Jika demikian itu halnya, maka artinya pada umumnya anak bangsa ini
sudah diajar tetapi belum dididik. Para siswa, setelah lulus,
sekalipun hingga tingkat sekolah menengah atas, dan bahkan sampai
perguruan tinggi sekalipun, tatkala mereka belum mampu bekerja adalah
hal wajar. Mereka memang belum mendapatkan contoh dan pembiasaan untuk
mampu bekerja dan bahkan juga berperilaku sebagaimana yang diharapkan
itu. Mereka sudah lulus IPA, IPS, bahasa, atau apa saja, tetapi belum
diberi ketrampilan untuk bekerja atau berperilaku yang seharusnya
sehari-hari. Dalam Bahasa sekarang, mereka belum memiliki soft skill.
Alumni pondok pesantren, terkait dengan nilai pendidikan ini
memiliki keunggulan.
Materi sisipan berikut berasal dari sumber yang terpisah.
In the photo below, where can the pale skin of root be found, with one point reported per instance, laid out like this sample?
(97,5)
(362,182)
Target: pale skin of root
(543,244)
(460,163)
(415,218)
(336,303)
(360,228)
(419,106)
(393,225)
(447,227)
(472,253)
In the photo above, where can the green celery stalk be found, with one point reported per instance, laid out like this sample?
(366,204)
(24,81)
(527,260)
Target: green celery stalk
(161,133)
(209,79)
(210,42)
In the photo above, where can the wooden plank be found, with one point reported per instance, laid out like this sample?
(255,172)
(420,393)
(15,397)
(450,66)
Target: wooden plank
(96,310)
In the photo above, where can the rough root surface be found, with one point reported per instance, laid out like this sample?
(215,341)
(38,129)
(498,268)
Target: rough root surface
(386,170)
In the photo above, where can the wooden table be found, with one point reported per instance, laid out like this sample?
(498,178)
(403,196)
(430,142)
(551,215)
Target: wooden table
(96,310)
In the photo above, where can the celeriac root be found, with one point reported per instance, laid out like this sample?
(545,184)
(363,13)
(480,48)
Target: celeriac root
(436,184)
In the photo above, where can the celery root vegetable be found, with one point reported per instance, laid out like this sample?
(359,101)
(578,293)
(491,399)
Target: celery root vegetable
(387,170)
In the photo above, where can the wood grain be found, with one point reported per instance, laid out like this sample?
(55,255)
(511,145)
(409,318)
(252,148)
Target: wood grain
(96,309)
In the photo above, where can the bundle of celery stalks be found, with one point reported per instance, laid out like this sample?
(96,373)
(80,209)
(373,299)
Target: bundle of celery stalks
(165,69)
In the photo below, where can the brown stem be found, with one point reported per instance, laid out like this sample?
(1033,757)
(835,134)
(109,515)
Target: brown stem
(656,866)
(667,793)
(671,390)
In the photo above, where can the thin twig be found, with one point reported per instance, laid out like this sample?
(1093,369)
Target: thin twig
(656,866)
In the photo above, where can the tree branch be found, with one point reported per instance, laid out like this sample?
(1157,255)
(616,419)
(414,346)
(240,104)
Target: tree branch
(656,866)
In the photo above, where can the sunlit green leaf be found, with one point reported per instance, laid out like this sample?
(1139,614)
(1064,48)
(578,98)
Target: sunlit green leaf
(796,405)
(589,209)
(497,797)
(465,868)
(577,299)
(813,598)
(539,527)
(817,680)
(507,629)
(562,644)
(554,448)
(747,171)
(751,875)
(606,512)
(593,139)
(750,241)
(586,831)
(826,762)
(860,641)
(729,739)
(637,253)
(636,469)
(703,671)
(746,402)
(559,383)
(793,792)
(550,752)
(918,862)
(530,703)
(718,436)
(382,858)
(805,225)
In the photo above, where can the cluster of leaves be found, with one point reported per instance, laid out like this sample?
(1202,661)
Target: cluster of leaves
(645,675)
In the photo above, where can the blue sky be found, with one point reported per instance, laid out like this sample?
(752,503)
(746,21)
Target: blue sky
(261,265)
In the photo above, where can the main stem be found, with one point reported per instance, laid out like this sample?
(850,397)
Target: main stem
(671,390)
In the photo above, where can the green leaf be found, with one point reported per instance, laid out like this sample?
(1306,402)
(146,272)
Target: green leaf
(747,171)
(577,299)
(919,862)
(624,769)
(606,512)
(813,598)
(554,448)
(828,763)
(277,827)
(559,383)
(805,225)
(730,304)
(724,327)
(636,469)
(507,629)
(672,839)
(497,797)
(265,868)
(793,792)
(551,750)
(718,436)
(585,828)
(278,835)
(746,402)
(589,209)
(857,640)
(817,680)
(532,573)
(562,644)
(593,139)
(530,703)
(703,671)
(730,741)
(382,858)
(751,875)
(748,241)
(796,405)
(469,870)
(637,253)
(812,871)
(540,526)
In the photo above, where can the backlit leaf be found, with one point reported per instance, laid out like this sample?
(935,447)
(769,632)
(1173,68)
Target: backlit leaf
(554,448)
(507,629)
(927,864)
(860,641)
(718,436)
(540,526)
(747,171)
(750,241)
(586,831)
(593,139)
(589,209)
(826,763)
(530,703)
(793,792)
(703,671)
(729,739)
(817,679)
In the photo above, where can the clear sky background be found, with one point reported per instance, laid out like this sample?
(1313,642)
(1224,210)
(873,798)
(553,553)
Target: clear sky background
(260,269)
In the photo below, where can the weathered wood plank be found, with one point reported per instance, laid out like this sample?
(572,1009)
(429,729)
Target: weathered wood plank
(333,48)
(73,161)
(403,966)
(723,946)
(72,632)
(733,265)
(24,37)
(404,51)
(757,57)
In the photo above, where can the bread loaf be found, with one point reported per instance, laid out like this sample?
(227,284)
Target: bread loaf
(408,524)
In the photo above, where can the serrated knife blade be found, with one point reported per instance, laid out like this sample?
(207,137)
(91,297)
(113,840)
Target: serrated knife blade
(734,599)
Mereka bertempat tinggal di lingkungan pondok.
Sehari-hari oleh kyai pengasuhnya pada waktu shalat lima waktu, mereka
diajak shalat berjama’ah, membaca al Qur’an, dan bahkan pada malam
hari dibangunkan untuk shalat tahajud dan kemudian mendoakan kepada
kedua orang tuanya. Selain itu, beberapa pesantren juga mengajari
santrinya berwirausaha, sebagai petani, peternak, atau juga membuka
usaha. Konsep pendidikan di pondok pesantren ternyata lebih utuh. Para
santri tidak saja diajari tentang pengetahuan yang harus dikuasai,
tetapi juga diberikan contoh dan dibiasakan untuk berperilaku
sebagaimana yang diharapkan.
Saya pernah datang ke Maroko. Di negara itu terdapat sebuah etnis,
bernama Susi. Anehnya, dari etnis itu sulit dicari lulusan sekolah,
sekalipun hanya sekedar Sekolah Dasar. Anak-anak ketika sudah mampu
berhitung, membaca, dan menulis, banyak yang meninggalkan sekolah.
Mereka tidak merasa perlu menunggu ujian sekolah dan juga ijazah.
Anak-anak yang meninggalkan bangku sekolah itu selanjutnya segera
bergabung dengan orang tuanya untuk berlatih bekerja. Mereka mengikuti
pendidikan, -------contoh danm pembiasaan, di rumah atau lingkungannya
masing-masing. Ternyata dengan cara itu, di masyarakat Susi tidak ada
pengangguran dan juga orang miskin. Gambaran itu terasa berbalik dengan
di negara kita, yaitu banyak orang memiliki ijazah, dan juga bahkan
gelar akademik yang kadang cukup banyak, tetapi menganggur dan juga
tidak kaya.
Hal yang menarik lagi, Raja Maroko, sebagai upayanya
untuk meningkatkan perekonomian di kerajaannya itu, pernah menunjuk
seorang dari etnis Susi menjadi perdana menteri. Oleh karena mencari
orang yang berijazah kesulitan, maka ditunjuk siapa saja, asalkan
berasal dari etnis dimaksud. Akhirnya, nama yang diajukan sekalipun
tanpa berbekalkan ijazah diterima. Ternyata perdana menteri dimaksud
berhasil memperbaiki ekonomi di kerajaan itu. Tanpa sekolah, perdana
menteri dimaksud sudah melewati proses pendidikan, yaitu diberi contoh
dan dibiasakan.
Belajar dari pemikiran dan kenyataan tersebut,
sebenarnya untuk memperbaiki pendidikan bangsa ini, kiranya tidak perlu
harus meniru Etnis Susi, tetapi sekolah perlu mengembangkan ketauladanan
dan pembiasaan perilaku ideal sebagaimana yang diinginkan. Memperbaiki
pendidikan hanya sekedar mengambil kebijakan berupa mengubah
kurikulum dan mempertahankan ujian nasional, sekalipun harus
mengeluarkan dana besar, kiranya tidak banyak hal yang bisa diharapkan
terhadap generasi ke depan. Wallahu a’lam.